Our Canadian Rockies experience included many of the classic tourist attractions, but also trips into the back country and premier hiking locations that made this trip extra special. Eleven adventurers signed up for this trip at the first opportunity during the CIWC Holiday Party last year and Cindy started the countdown clock from that moment on. And 224 days later, I think all would agree the waiting was well worth the anticipation and our journey more than met our expectations.
Using the Tunnel Mountain Campground as a base camp for the first two days, we explored the town of Banff, a resort town nestled within the Banff National Park. The highlight was a trip on the gondola to the top of Sulphur Mountain. From this bird’s-eye view we could survey the breathtaking mountainscapes that they would be exploring over the next week. A dip in the Upper Hot Springs, a visit to Bow Falls and a short exploration of the enormous and elegant Banff Springs Hotel were other highlights of the first days.

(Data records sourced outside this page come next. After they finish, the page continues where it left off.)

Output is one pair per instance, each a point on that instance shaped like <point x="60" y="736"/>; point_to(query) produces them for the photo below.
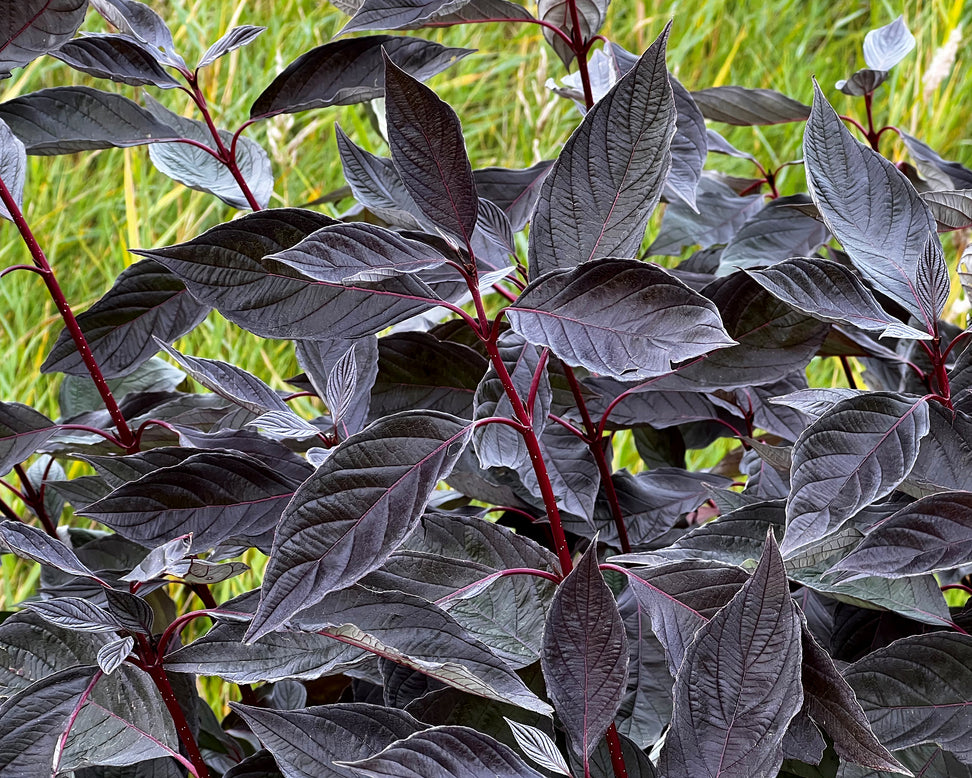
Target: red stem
<point x="70" y="321"/>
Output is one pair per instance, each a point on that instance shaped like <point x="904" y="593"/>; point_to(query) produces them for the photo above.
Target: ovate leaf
<point x="869" y="205"/>
<point x="919" y="690"/>
<point x="444" y="752"/>
<point x="31" y="28"/>
<point x="344" y="522"/>
<point x="306" y="742"/>
<point x="63" y="120"/>
<point x="585" y="654"/>
<point x="350" y="71"/>
<point x="739" y="685"/>
<point x="597" y="198"/>
<point x="618" y="317"/>
<point x="855" y="453"/>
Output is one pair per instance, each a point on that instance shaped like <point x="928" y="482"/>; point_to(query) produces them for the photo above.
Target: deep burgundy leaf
<point x="137" y="20"/>
<point x="145" y="302"/>
<point x="599" y="194"/>
<point x="585" y="655"/>
<point x="618" y="317"/>
<point x="930" y="535"/>
<point x="689" y="146"/>
<point x="343" y="523"/>
<point x="721" y="213"/>
<point x="775" y="233"/>
<point x="418" y="634"/>
<point x="308" y="741"/>
<point x="831" y="292"/>
<point x="66" y="119"/>
<point x="280" y="655"/>
<point x="952" y="209"/>
<point x="350" y="253"/>
<point x="515" y="191"/>
<point x="429" y="152"/>
<point x="32" y="721"/>
<point x="349" y="71"/>
<point x="886" y="46"/>
<point x="869" y="206"/>
<point x="198" y="169"/>
<point x="232" y="40"/>
<point x="739" y="684"/>
<point x="444" y="752"/>
<point x="13" y="167"/>
<point x="119" y="58"/>
<point x="832" y="704"/>
<point x="31" y="28"/>
<point x="747" y="107"/>
<point x="417" y="370"/>
<point x="214" y="495"/>
<point x="22" y="431"/>
<point x="878" y="437"/>
<point x="679" y="597"/>
<point x="31" y="543"/>
<point x="226" y="268"/>
<point x="919" y="690"/>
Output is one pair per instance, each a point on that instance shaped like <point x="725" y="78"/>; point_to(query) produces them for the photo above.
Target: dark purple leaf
<point x="275" y="657"/>
<point x="353" y="253"/>
<point x="721" y="213"/>
<point x="886" y="46"/>
<point x="952" y="209"/>
<point x="831" y="292"/>
<point x="869" y="206"/>
<point x="679" y="597"/>
<point x="31" y="543"/>
<point x="744" y="107"/>
<point x="343" y="523"/>
<point x="213" y="495"/>
<point x="775" y="233"/>
<point x="689" y="147"/>
<point x="350" y="71"/>
<point x="66" y="119"/>
<point x="31" y="28"/>
<point x="599" y="194"/>
<point x="232" y="40"/>
<point x="832" y="704"/>
<point x="417" y="370"/>
<point x="618" y="317"/>
<point x="945" y="173"/>
<point x="137" y="20"/>
<point x="198" y="169"/>
<point x="515" y="191"/>
<point x="13" y="167"/>
<point x="119" y="58"/>
<point x="855" y="453"/>
<point x="319" y="360"/>
<point x="226" y="268"/>
<point x="444" y="752"/>
<point x="862" y="82"/>
<point x="429" y="152"/>
<point x="308" y="741"/>
<point x="418" y="634"/>
<point x="919" y="690"/>
<point x="145" y="302"/>
<point x="930" y="535"/>
<point x="498" y="445"/>
<point x="32" y="721"/>
<point x="739" y="685"/>
<point x="590" y="17"/>
<point x="22" y="431"/>
<point x="585" y="655"/>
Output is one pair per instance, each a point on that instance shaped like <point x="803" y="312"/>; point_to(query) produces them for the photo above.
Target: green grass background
<point x="88" y="209"/>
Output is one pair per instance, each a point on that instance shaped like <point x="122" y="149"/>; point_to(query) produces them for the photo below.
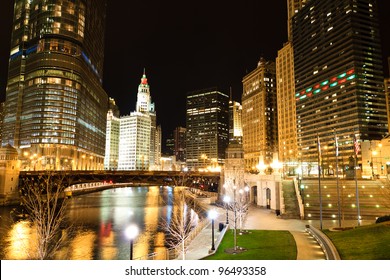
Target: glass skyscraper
<point x="338" y="78"/>
<point x="55" y="109"/>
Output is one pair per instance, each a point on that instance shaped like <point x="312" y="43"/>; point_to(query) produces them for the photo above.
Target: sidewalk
<point x="263" y="219"/>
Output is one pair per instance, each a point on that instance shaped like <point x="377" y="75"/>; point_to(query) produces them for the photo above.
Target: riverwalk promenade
<point x="259" y="219"/>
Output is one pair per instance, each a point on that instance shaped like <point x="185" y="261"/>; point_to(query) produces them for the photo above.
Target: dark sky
<point x="184" y="46"/>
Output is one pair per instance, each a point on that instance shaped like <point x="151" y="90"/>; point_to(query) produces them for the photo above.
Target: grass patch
<point x="370" y="242"/>
<point x="259" y="245"/>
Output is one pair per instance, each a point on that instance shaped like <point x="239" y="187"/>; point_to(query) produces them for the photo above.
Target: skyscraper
<point x="259" y="115"/>
<point x="287" y="121"/>
<point x="55" y="108"/>
<point x="338" y="77"/>
<point x="140" y="139"/>
<point x="179" y="136"/>
<point x="293" y="7"/>
<point x="112" y="137"/>
<point x="235" y="122"/>
<point x="287" y="125"/>
<point x="207" y="123"/>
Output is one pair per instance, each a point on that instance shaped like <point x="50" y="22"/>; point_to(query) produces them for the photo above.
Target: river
<point x="96" y="224"/>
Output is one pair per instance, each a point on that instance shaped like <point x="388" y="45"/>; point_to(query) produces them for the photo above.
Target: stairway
<point x="290" y="201"/>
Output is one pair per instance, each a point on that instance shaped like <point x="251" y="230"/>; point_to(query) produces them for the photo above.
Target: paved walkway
<point x="259" y="218"/>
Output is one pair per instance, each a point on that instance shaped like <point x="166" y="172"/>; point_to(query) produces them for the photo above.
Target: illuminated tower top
<point x="144" y="101"/>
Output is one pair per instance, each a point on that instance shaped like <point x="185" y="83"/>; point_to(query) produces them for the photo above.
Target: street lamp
<point x="226" y="199"/>
<point x="131" y="233"/>
<point x="212" y="215"/>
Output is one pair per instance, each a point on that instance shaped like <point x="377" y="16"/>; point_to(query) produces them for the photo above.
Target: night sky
<point x="183" y="46"/>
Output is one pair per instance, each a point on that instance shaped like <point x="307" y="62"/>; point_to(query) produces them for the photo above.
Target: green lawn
<point x="260" y="245"/>
<point x="370" y="242"/>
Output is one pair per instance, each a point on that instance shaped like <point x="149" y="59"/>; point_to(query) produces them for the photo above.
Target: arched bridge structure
<point x="204" y="180"/>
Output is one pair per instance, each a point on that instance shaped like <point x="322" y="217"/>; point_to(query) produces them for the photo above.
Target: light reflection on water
<point x="96" y="224"/>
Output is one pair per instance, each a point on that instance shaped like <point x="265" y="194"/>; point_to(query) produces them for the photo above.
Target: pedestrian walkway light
<point x="212" y="215"/>
<point x="226" y="199"/>
<point x="131" y="233"/>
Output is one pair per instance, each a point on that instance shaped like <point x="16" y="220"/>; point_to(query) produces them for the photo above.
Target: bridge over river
<point x="204" y="180"/>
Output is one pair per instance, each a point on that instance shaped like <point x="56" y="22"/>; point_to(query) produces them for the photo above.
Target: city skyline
<point x="183" y="49"/>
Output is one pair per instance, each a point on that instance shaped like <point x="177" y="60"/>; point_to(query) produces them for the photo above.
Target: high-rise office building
<point x="207" y="123"/>
<point x="338" y="78"/>
<point x="293" y="7"/>
<point x="235" y="122"/>
<point x="1" y="119"/>
<point x="259" y="115"/>
<point x="287" y="122"/>
<point x="170" y="145"/>
<point x="55" y="108"/>
<point x="112" y="137"/>
<point x="179" y="136"/>
<point x="287" y="126"/>
<point x="139" y="137"/>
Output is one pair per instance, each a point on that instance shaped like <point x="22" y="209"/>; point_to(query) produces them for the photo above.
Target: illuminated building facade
<point x="139" y="137"/>
<point x="112" y="137"/>
<point x="55" y="108"/>
<point x="179" y="136"/>
<point x="287" y="122"/>
<point x="235" y="122"/>
<point x="207" y="123"/>
<point x="293" y="7"/>
<point x="259" y="115"/>
<point x="338" y="78"/>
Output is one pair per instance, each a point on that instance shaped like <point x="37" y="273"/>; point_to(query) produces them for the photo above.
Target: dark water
<point x="96" y="223"/>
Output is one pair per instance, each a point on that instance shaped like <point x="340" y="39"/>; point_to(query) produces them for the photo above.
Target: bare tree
<point x="183" y="221"/>
<point x="44" y="201"/>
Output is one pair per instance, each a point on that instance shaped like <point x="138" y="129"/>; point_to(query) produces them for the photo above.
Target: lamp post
<point x="226" y="199"/>
<point x="212" y="216"/>
<point x="131" y="233"/>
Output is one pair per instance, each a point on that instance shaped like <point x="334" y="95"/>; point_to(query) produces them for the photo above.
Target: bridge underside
<point x="208" y="181"/>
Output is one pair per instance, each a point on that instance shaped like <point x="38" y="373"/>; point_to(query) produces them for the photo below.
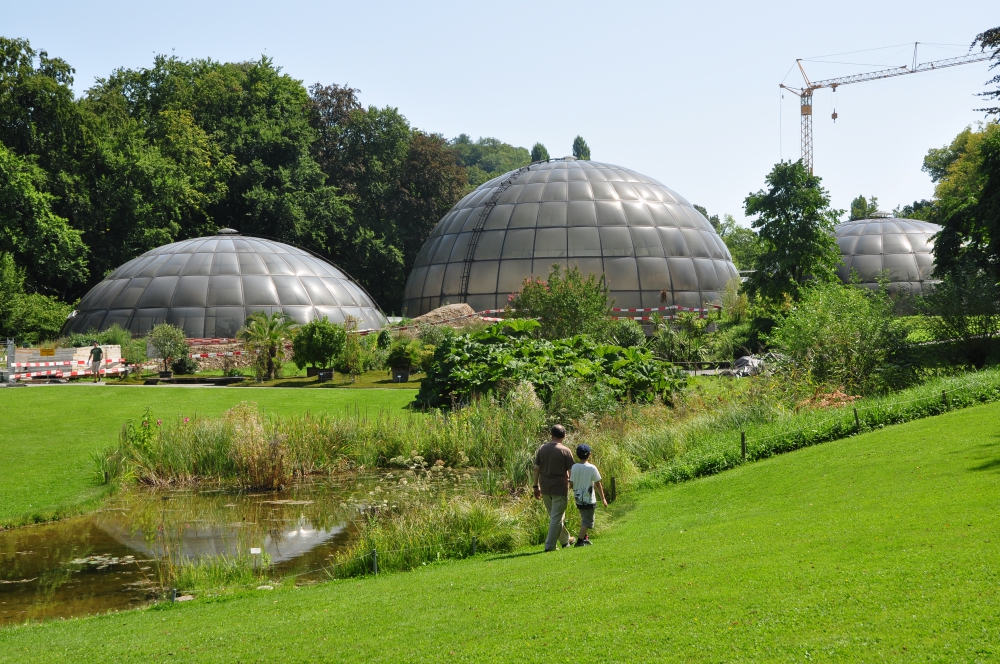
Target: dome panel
<point x="901" y="249"/>
<point x="208" y="286"/>
<point x="600" y="218"/>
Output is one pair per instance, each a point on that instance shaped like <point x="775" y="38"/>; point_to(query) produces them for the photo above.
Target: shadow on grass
<point x="989" y="449"/>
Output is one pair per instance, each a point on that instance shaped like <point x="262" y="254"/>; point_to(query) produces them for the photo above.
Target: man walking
<point x="550" y="479"/>
<point x="96" y="355"/>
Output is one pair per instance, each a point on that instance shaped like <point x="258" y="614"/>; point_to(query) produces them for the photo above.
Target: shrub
<point x="184" y="365"/>
<point x="474" y="364"/>
<point x="317" y="343"/>
<point x="843" y="336"/>
<point x="169" y="342"/>
<point x="566" y="304"/>
<point x="626" y="333"/>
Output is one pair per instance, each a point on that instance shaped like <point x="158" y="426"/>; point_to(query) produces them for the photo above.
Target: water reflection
<point x="113" y="559"/>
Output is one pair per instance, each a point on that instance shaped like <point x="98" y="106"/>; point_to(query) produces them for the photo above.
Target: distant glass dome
<point x="902" y="248"/>
<point x="208" y="286"/>
<point x="605" y="219"/>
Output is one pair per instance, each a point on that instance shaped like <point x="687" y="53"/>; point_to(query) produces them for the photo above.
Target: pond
<point x="118" y="557"/>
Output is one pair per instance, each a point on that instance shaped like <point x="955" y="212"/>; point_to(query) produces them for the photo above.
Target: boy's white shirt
<point x="583" y="475"/>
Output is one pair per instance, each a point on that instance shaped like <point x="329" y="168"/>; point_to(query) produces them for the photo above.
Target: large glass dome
<point x="606" y="219"/>
<point x="902" y="249"/>
<point x="208" y="286"/>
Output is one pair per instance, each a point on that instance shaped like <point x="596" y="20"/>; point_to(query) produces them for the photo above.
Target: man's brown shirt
<point x="554" y="461"/>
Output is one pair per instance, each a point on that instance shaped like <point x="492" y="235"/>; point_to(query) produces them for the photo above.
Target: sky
<point x="686" y="93"/>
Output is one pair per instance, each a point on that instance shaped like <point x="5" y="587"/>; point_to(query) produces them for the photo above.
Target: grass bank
<point x="48" y="433"/>
<point x="882" y="546"/>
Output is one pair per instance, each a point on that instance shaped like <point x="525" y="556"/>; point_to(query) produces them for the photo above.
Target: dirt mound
<point x="453" y="313"/>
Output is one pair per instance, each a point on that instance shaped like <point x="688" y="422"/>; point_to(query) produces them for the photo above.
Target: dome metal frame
<point x="651" y="244"/>
<point x="210" y="292"/>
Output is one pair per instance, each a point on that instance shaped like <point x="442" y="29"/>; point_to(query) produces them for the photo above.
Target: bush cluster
<point x="507" y="352"/>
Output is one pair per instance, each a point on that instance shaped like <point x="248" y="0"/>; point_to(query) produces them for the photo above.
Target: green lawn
<point x="48" y="433"/>
<point x="881" y="547"/>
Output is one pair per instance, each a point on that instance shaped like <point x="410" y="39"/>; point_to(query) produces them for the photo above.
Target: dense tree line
<point x="181" y="148"/>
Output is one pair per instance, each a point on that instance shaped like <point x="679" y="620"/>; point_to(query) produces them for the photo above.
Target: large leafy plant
<point x="474" y="364"/>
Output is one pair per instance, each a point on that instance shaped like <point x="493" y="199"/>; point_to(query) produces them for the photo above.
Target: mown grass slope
<point x="48" y="433"/>
<point x="877" y="547"/>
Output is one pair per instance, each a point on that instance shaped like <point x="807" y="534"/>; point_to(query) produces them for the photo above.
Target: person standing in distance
<point x="96" y="355"/>
<point x="550" y="479"/>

The first big adventure for our group was a three day backpacking trip to Egypt Lake. The hike into the backcountry was resplendent with wildflowers. It was an exceptionally good year for blooms and we were hiking though the alpine meadows and over the Healy Pass at exactly the peak time to view them. Indian Paintbrush, Asters, Blanketflowers, Yarrow, Wild Lupine, Sunflowers, Anemones and many more vied for attention with expansive mountain panoramas. It couldn’t have been more beautiful and we stopped to take it all in at the apex of the pass. Wow!
After than a steep decent we reached the campground beneath The Sphinx and Pharaoh Peaks that was home for the next two days. From here, we took day hikes to view various lakes and viewpoints and spent some leisure time sunning or playing Euchre near the mountain creek running from Egypt Lake. Beautiful weather and some good food dehydrated back in Indiana made for a very pleasant time in this area.
Leaving via a hike back over the pass and out through the Healy Creek drainage got us back to Banff with plenty of time to check into the Banff International Hostel; to get cleaned up and refreshed; and to get ready for a delicious and much anticipated dinner at Melissa’s Missteak restaurant.
The next day offered options for group members, with the more adventurous heading off to the Kicking Horse River for a whitewater rafting experience and the others taking in a short hike through the Johnston Canyon to view the gorge’s lower and upper falls, and then on to explore of the nearby community of Canmore.
Bright and early the following morning we said good-bye to the Banff Hostel and headed northwest to Yoho National Park for a day of hiking at beautiful Lake O’Hara. Getting to this coveted hiking area is no easy task as daily quotas limit the number of visitors to those fortunate few that can grab reservations for the shuttle bus ride up the 11.7 kilometer access road. This high elevation area, with Lake O’Hara as the centerpiece is a wonderful hiking mecca with multiple lakes, stunning mountain views, waterfalls and diverse trails that enable hikers to take it all in. Each lake varies in color but all are affected by the rock flour, ground down by the glaciers, that is suspended in the water and refracts unbelievable deep blue, turquoise or emerald hues depending upon the depth of the lake and concentration of the rock flour. Getting up high on the Yukeness Mountain ledge and Opabin Prospect gave us grand views of the entire alpine valley and surrounding mountain peaks.
After an amazing hiking day we headed into the Lake Louise area, checking into the Lake Louise Hostel. Shortly, we headed over to the Timberlake Pizzeria and gorged on many varieties of pizza and some partook of the Grizzly Paw craft brews. An evening drive to Moraine Lake, a stunning deep cerulean blue lake located in the Valley of the Ten Peaks, was enjoyed as a relaxing end to a perfect day.
The last day, the rain that had been threatening all week finally made good on its promise. Never the less, we headed up to see the famous Lake Louise. As expected, the crowds were beginning to build, but we divided up into longer-hike and shorter-hike groups. Both hikes culminated at a tea house, either Lake Agnes or Plain of the Six Glaciers, where hot tea, soups and pastries provided a nice reward for our wet efforts. A completely soggy but never the less beautiful hike back to the vans was our final experience with the Canadian Rockies.
Then we were off to Calgary to the brand new Homewood Suites hotel that provided a dry resting spot before flights home the following day. The shared experience with a great group of dedicated hikers in a world-class location left most wanting more and some promising to get back to the area when time and resources allow.